Мне четыре! Ты пришло,
Лучшее мое число.
Два плюс два! Один плюс три!
Годы, что ни говори!
Только не хочу совсем
Праздновать ни пять, ни семь.
В году есть столько же времен!
В квадрате столько же сторон!
Еще четыре есть стены
В столовой – все они равны!
А посередочке опрятный
Стоит накрытый стол квадратный,
А за ним еще «квадрат»: Папа, мама, я и брат!
– Трижды ура Бобби! – воскликнул Питер, когда кончили петь. Роберта боялась расплакаться: вам, наверное, знакомо это чувство, когда щекочет переносицу и покалывает веки. Но мама, брат и сестра принялись целовать и обнимать ее, и Бобби успокоилась.
– Ну, – сказала мама, – смотри теперь свои подарки!

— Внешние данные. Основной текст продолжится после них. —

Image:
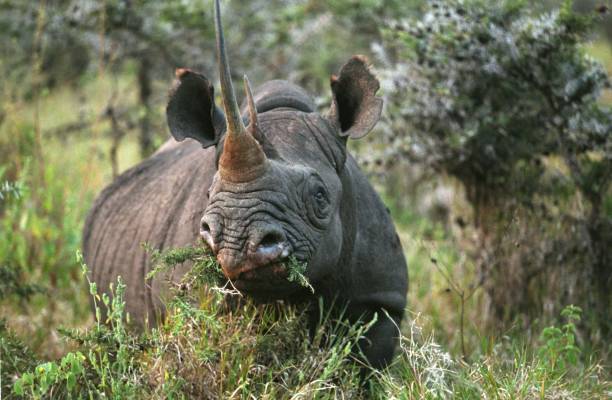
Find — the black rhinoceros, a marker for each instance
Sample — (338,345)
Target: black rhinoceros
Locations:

Подарки были замечательные. Была тут красная в зеленую полоску игольница, которую тайком мастерила Филлис. Была и серебряная мамина брошка в форме лютика – Бобби всегда ею любовалась, но никогда ей не приходило в голову, что эта брошка станет ее вещью. А миссис Вайни подарила ей две вазы синего стекла, те самые, которыми она любовалась в витрине магазина. Еще были в числе подарков открытки с красивыми рисунками и добрыми пожеланиями. И, наконец, мама украсила русую головку дочки венком из незабудок.